Created attachment 132129 [details] test text data Tifinagh rendering problems. The enclosed font and text render happily in firefox, and shape correctly with hb-shape (producing appropriate looking ligatures of the diacritic over the base) for either OpenType or Graphite. But the rendering is wrong (diacritics to the right of the base, with no ligatures) in libo 5.3. Not sure why
Created attachment 132130 [details] Tifinagh test font
Seems like a bug in the layer above VCL; we are asked to layout the bases and the combining marks separately. If I added something like this early in CommonSalLayout::LayoutText(): SAL_DEBUG(rArgs.mrStr << " => " << rArgs.mrStr.copy(rArgs.mnMinCharPos, rArgs.mnEndCharPos - rArgs.mnMinCharPos)); I get this for the Tifinagh text: debug:27777:1: ⴰ̂ => ⴰ debug:27777:1: ⴰ̂ => ̂ debug:27777:1: ⴰ̆ => ⴰ debug:27777:1: ⴰ̆ => ̆ debug:27777:1: ⵓ̂ => ⵓ debug:27777:1: ⵓ̂ => ̂ debug:27777:1: ⵢ̂ => ⵢ debug:27777:1: ⵢ̂ => ̂ debug:27777:1: ⵢ̣ => ⵢ debug:27777:1: ⵢ̣ => ̣ debug:27777:1: ⵧ̂ => ⵧ debug:27777:1: ⵧ̂ => ̂ I’m guessing that the code that itemizes text into simple/complex/asian scripts does not handle combining marks correctly and considers them a separate script from Tifinagh.

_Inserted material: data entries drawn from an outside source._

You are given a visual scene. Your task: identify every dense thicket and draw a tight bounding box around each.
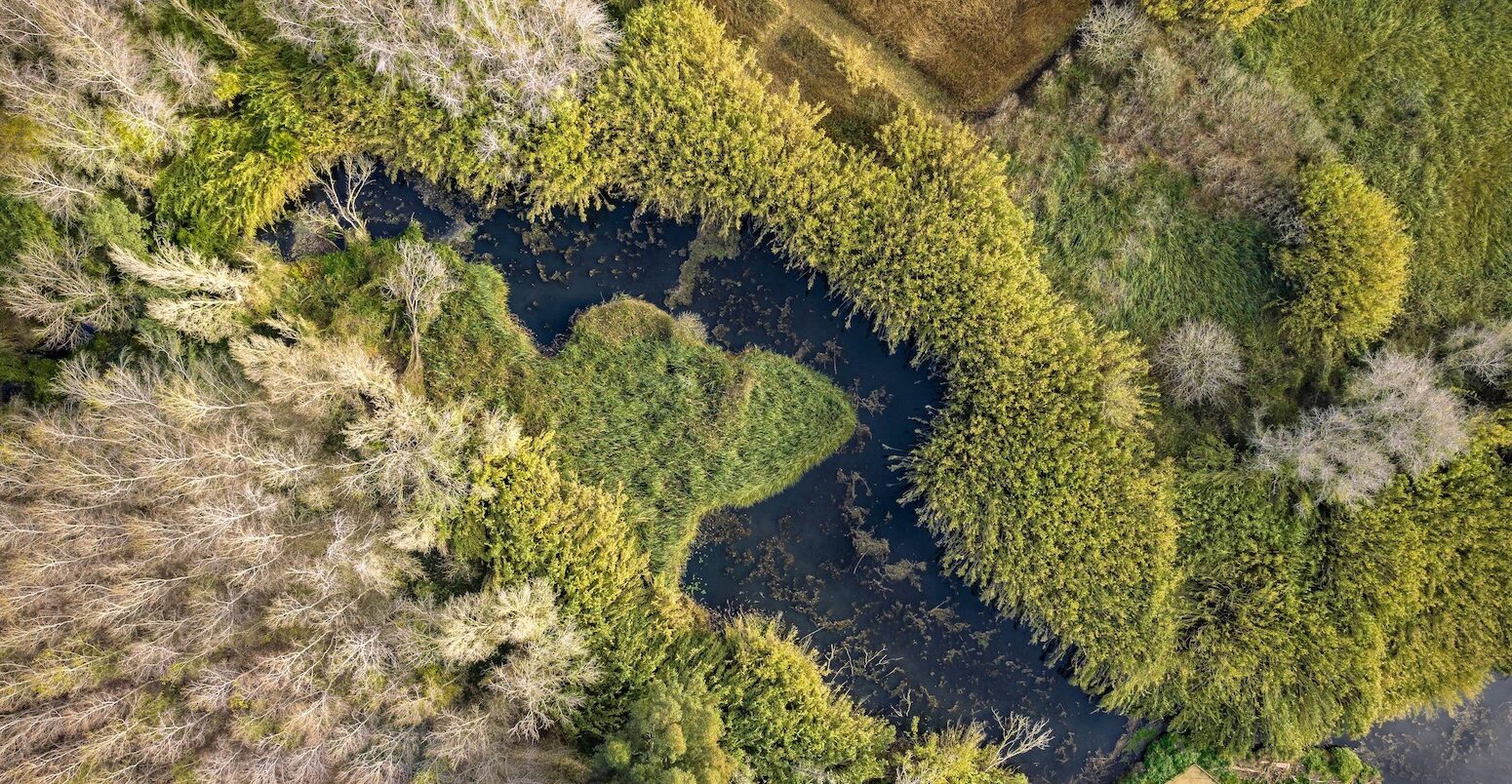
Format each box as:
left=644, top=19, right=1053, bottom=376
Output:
left=0, top=338, right=591, bottom=782
left=0, top=0, right=215, bottom=217
left=1242, top=0, right=1512, bottom=329
left=1276, top=163, right=1413, bottom=357
left=1113, top=413, right=1512, bottom=756
left=259, top=0, right=616, bottom=178
left=530, top=2, right=1174, bottom=694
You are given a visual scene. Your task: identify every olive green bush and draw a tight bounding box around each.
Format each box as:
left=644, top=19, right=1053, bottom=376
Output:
left=1141, top=0, right=1311, bottom=30
left=1276, top=163, right=1413, bottom=357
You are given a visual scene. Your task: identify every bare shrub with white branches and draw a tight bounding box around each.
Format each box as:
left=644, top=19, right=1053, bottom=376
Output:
left=1444, top=320, right=1512, bottom=385
left=1255, top=349, right=1470, bottom=506
left=260, top=0, right=616, bottom=175
left=0, top=333, right=594, bottom=782
left=110, top=242, right=253, bottom=336
left=893, top=713, right=1051, bottom=784
left=384, top=239, right=457, bottom=364
left=0, top=240, right=130, bottom=349
left=1155, top=320, right=1245, bottom=407
left=0, top=0, right=215, bottom=217
left=1078, top=0, right=1154, bottom=69
left=990, top=12, right=1333, bottom=226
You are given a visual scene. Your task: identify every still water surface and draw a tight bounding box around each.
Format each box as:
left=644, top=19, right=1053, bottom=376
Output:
left=347, top=175, right=1512, bottom=784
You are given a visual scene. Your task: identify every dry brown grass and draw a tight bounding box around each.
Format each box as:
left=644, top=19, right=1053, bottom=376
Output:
left=830, top=0, right=1092, bottom=110
left=704, top=0, right=959, bottom=143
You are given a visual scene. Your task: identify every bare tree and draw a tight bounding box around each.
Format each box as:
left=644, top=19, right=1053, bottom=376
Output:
left=384, top=239, right=457, bottom=366
left=1155, top=320, right=1245, bottom=407
left=0, top=334, right=593, bottom=781
left=0, top=240, right=129, bottom=349
left=1446, top=320, right=1512, bottom=385
left=0, top=0, right=214, bottom=207
left=1255, top=349, right=1470, bottom=506
left=321, top=156, right=374, bottom=245
left=992, top=713, right=1051, bottom=767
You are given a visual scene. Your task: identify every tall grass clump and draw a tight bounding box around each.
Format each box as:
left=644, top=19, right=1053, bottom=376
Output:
left=1141, top=0, right=1311, bottom=30
left=530, top=0, right=1174, bottom=686
left=1240, top=0, right=1512, bottom=326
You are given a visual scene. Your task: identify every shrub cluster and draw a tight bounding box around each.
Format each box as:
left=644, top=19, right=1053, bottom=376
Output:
left=1276, top=163, right=1413, bottom=357
left=1255, top=349, right=1468, bottom=504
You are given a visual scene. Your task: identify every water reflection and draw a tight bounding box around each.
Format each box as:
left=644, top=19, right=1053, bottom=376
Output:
left=339, top=172, right=1512, bottom=782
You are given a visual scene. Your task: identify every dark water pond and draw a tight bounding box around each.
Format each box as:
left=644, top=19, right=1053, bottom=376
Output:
left=337, top=174, right=1512, bottom=784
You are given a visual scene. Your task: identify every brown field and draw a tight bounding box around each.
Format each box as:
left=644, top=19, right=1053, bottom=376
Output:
left=830, top=0, right=1091, bottom=112
left=704, top=0, right=960, bottom=143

After a bit of debugging I think I found the root of this. Basically characters from Combining Diacritical Marks block are classified as ScriptType::LATIN when they should have been ScriptType::WEAK. This comes from i18npool/source/breakiterator/breakiteratorImpl.cxx: BreakIteratorImpl::getScriptClass() which calls getCompatibilityScriptClassByBlock() which in turn checks the scriptList array that assigns all blocks from UBLOCK_BASIC_LATIN to UBLOCK_ARMENIAN as ScriptType::LATIN and this includes UBLOCK_COMBINING_DIACRITICAL_MARKS. This comes from https://gerrit.libreoffice.org/gitweb?p=core.git;a=commitdiff;h=bf355b97ee4b53e38975f0e1847eda5b3e05f920 to fix bug 38095. I don’t know what old classification was and whether it indeed classified combining marks as Latin, but either way it does not make terrible since. If I modify scriptList to skip UBLOCK_COMBINING_DIACRITICAL_MARKS, then I get correct rendering here.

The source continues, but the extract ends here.